A miracle: Ohio doctor shares experience with monoclonal antibody infusion

A miracle: Ohio doctor shares experience with monoclonal antibody infusion


Between OSU Wexner Medical Center and OhioHealth combined, more than 4,400 patients have been treated with monoclonal antibodies since November 2020.

COLUMBUS, Ohio — Before vaccines were available, Dr. Darwin Conwell contracted COVID-19.

It happened in November 2020. At the same time, research of monoclonal antibody treatment began at Ohio State University Wexner Medical Center, where he also happens to work.
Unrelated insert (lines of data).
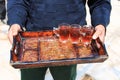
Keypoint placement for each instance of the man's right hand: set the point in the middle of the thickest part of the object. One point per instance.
(13, 31)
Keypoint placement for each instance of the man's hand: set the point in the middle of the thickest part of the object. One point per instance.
(99, 33)
(13, 31)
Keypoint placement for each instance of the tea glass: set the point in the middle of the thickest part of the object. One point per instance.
(75, 33)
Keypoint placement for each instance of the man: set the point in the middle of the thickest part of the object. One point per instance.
(37, 15)
(2, 10)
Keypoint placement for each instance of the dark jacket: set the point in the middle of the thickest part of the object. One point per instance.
(2, 9)
(45, 14)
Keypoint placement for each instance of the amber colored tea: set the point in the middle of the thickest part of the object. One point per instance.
(63, 32)
(74, 34)
(87, 33)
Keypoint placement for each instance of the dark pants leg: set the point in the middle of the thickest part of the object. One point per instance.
(64, 72)
(33, 73)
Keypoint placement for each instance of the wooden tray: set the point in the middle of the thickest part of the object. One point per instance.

“It saved my life. There's no doubt about it,” said Conwell, a gastroenterologist and medical professor.

When he started showing symptoms of COVID-19, he went to get tested at the Celeste Center.

“I lost my sense of smell in the parking lot and I said 'oh boy I think I've got covid.'”

And he did.

Not long after getting that positive test result, Conwell got a call from a research team at OSU Wexner Medical Center.

He chose to participate in a study for monoclonal antibody treatment -- an infusion therapy.

"It was painless, just an IV in your vein,” Conwell explained.

Later that night, he said that treatment would save him.

His symptoms got worse.

“I really got short of breath. I’ll never forget how short of breath I got,” Conway said.

He couldn't breathe and felt disoriented, until a moment of clarity. A moment he said he will never forget.

"Something just instantly changed,” he said as he snapped his fingers. “It was like God breathing into your lungs."

Dr. Conwell is one of more than 4,400 patients who have been treated with monoclonal antibodies between OSU Wexner Medical Center and OhioHealth combined since November 2020.

What is a monoclonal antibody and how does it work?

According to medical experts, an antibody is a protein that your immune system produces to respond to an infection.

A monoclonal antibody is developed in a lab. It mimics or enhances your natural immune response.

They can attach to what's called a spike protein on the surface of the virus – blocking it from invading human cells.

Dr. Jonathan Parsons is part of the team conducting research at OSU Wexner Medical Center.

"Monoclonal antibodies are basically proteins that we infuse into the bloodstream that targets the part of the coronavirus that helps it enter cells and cause damage,” he explained.

Parsons said by administering these medications early, they’ve been able to reduce the number of people that have progression of disease severity and eventually hospitalization.

“So essentially we’re blocking the ability of the coronavirus to get into your lungs and other organs thereby hopefully preventing damage,” Dr. Parsons explained.

For Dr. Conwell, he said it saved his life.

“I think it's a miracle drug for me,” he said.

If you have COVID-19 and are interested in learning more - the best place to start is by calling your primary care doctor.

Also, keep in mind - doctors say our best defense against COVID-19 is the vaccine.